Symbolic Module

The symbolic module in GTSAM deals with the structure of factor graphs and Bayesian networks, independent of the specific numerical types of factors (like Gaussian or discrete). It allows for analyzing graph connectivity, determining optimal variable elimination orders, and understanding the sparsity structure of the resulting inference objects.

This is crucial for efficient inference, as the symbolic elimination steps determine the computational complexity and memory requirements of the numerical factorization.

The classes here are used primarily to illustrate symbolic elimination. Internally, GTSAM does analyze the structure of other factor graph types without explicitly converting to a symbolic factor graph.

Classes¶

Here’s an overview of the key classes in the symbolic module:

Factor Graph¶

• SymbolicFactor: Represents the connectivity between a set of variables (keys) in a factor graph, without any specific numerical function associated with it. It defines the hyperedges of the graph.
• SymbolicFactorGraph: A collection of SymbolicFactor objects, representing the overall structure of a factor graph.

Elimination Products¶

These classes represent the results of symbolic variable elimination:

• SymbolicConditional: Represents the structure of a conditional probability distribution P(Frontals | Parents).
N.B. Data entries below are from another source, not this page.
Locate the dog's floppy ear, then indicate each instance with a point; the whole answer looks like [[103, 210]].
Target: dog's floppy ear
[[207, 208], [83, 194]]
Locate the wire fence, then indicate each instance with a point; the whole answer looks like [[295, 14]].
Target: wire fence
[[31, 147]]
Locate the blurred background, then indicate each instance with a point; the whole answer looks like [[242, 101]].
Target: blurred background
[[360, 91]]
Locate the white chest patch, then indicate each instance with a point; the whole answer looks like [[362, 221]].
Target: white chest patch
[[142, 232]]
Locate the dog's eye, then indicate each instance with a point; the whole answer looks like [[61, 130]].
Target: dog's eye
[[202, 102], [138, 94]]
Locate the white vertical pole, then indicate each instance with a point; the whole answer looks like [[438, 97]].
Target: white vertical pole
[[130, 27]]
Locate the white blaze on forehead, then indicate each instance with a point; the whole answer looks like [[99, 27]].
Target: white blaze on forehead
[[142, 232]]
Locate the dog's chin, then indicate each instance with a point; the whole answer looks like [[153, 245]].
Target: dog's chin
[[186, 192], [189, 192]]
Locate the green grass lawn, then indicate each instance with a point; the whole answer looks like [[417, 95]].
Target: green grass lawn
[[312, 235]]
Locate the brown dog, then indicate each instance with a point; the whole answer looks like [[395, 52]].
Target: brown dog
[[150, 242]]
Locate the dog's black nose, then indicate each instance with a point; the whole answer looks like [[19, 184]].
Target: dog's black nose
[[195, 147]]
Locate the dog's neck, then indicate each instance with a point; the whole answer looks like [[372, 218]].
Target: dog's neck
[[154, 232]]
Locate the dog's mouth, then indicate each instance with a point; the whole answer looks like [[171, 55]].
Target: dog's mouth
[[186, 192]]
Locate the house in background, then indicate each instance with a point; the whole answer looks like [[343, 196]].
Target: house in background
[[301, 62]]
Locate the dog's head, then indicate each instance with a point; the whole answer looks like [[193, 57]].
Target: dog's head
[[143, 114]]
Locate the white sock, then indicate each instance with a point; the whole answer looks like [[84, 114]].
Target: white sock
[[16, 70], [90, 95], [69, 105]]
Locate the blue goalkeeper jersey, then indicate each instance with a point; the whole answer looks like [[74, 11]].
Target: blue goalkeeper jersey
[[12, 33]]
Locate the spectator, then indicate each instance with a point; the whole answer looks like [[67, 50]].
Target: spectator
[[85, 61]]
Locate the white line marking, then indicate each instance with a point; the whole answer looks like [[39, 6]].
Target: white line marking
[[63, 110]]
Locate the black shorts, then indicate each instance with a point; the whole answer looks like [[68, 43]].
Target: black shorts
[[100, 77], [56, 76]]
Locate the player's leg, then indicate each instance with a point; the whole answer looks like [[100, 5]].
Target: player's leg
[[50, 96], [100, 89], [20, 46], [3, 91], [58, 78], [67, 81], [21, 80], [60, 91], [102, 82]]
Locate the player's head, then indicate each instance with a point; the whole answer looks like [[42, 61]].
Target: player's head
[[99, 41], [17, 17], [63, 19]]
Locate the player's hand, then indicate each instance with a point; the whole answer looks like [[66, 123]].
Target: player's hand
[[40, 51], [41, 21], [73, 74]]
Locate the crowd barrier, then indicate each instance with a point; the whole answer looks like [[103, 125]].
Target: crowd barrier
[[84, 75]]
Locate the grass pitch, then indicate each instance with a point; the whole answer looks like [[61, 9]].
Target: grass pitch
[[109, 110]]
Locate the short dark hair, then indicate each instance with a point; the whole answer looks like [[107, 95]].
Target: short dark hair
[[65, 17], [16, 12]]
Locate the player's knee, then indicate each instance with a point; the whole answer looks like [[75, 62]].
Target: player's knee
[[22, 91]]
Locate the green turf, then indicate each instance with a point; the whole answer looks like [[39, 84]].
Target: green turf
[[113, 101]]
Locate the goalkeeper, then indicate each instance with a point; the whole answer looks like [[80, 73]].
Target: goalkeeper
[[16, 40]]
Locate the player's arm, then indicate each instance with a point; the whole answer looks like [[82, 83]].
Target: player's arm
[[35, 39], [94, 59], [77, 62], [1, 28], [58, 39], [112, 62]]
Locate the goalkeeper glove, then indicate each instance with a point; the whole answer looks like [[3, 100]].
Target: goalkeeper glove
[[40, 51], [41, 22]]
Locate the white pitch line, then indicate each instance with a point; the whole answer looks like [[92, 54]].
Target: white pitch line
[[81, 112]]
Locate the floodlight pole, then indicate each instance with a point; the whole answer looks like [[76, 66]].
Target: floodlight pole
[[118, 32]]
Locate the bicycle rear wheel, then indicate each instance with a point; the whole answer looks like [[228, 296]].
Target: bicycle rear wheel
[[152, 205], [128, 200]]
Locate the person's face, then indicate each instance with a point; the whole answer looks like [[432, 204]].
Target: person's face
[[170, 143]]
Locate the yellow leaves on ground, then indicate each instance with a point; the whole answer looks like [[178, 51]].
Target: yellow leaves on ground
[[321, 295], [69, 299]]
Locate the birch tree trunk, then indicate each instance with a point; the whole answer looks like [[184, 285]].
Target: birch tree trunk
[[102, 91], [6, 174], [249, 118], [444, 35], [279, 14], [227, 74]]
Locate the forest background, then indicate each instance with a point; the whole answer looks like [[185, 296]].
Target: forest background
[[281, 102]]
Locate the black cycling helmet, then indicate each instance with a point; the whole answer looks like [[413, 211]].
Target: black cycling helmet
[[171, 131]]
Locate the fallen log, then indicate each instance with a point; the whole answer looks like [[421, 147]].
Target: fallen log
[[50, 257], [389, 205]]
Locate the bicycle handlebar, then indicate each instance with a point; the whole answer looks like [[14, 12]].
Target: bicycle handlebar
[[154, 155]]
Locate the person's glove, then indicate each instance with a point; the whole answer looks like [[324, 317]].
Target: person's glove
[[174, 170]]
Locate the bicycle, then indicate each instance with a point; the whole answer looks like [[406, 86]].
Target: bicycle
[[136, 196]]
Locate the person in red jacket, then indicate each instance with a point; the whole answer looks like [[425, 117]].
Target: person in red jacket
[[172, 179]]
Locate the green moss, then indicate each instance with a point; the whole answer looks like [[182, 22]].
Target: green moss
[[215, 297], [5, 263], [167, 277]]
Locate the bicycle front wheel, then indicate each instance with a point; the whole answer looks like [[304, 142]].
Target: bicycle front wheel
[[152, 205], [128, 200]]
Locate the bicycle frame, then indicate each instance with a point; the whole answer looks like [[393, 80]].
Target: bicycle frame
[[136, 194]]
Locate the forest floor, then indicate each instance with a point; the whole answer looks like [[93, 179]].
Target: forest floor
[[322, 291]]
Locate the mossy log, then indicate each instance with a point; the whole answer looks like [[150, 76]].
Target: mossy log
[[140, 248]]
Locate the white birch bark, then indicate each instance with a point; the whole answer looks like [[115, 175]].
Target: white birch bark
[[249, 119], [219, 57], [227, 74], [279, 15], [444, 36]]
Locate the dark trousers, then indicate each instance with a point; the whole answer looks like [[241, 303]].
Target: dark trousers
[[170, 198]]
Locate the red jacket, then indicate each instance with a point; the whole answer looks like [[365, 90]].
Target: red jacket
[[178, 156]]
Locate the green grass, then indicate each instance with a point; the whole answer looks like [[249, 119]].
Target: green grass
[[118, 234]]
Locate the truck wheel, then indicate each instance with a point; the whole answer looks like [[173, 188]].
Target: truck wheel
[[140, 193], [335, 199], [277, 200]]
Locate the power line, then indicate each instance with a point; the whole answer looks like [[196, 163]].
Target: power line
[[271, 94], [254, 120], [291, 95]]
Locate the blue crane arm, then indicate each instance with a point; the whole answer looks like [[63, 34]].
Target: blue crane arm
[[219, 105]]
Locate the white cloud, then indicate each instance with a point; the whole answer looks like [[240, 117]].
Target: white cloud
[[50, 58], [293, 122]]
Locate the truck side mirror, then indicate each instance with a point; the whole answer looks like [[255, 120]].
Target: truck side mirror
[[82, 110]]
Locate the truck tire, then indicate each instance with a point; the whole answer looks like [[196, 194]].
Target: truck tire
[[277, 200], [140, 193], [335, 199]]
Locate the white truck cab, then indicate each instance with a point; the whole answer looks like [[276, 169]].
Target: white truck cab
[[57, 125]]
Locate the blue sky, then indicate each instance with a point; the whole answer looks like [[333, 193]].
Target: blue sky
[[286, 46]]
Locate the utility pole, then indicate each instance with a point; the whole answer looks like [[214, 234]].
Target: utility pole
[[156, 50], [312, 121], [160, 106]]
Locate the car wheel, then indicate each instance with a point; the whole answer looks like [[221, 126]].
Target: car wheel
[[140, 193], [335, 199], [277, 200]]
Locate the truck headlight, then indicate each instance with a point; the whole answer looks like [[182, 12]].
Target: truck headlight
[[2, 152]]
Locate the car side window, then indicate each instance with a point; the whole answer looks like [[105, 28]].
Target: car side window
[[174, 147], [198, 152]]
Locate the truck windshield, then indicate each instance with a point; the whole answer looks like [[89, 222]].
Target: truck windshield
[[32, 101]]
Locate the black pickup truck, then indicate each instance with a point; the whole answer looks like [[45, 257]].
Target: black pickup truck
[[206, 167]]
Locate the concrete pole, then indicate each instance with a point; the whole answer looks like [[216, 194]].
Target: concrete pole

It stores the keys of the frontal (conditioned) and parent variables resulting from eliminating one or more variables from a set of factors.
• SymbolicBayesNet: A directed acyclic graph composed of SymbolicConditional objects, representing the structure of a factorized distribution P(X) = Π P(Xi | Parents(Xi)). Typically results from sequential elimination.
• SymbolicBayesTree: A tree structure where each node (SymbolicBayesTreeClique) represents a SymbolicConditional P(Frontals | Separator). This is the result of multifrontal elimination and is the underlying structure for efficient incremental updates (iSAM) and exact marginal computation.
• SymbolicBayesTreeClique: Represents a single clique (node) within a SymbolicBayesTree, containing a SymbolicConditional.

Elimination Structures¶

These classes represent intermediate structures used during the elimination process:

• SymbolicEliminationTree: Represents the dependency structure of sequential variable elimination. Each node corresponds to eliminating a single variable.
• SymbolicJunctionTree (Clique Tree): An intermediate structure used in multifrontal elimination, derived from an elimination tree. Each node (SymbolicCluster) represents a clique of variables eliminated together and stores the factors associated with that clique.

Importance Performing symbolic analysis can be used for:

1. Choosing an Optimal Ordering: Finding an ordering that minimizes fill-in (new connections created during elimination) is key to efficient numerical factorization.
2. Predicting Computational Cost: The structure of the Bayes net or Bayes tree determines the complexity of subsequent numerical operations like solving or marginalization.
3. Memory Allocation: Knowing the structure allows for pre-allocation of memory for the numerical factorization. The symbolic module provides the foundation for GTSAM’s efficient inference algorithms.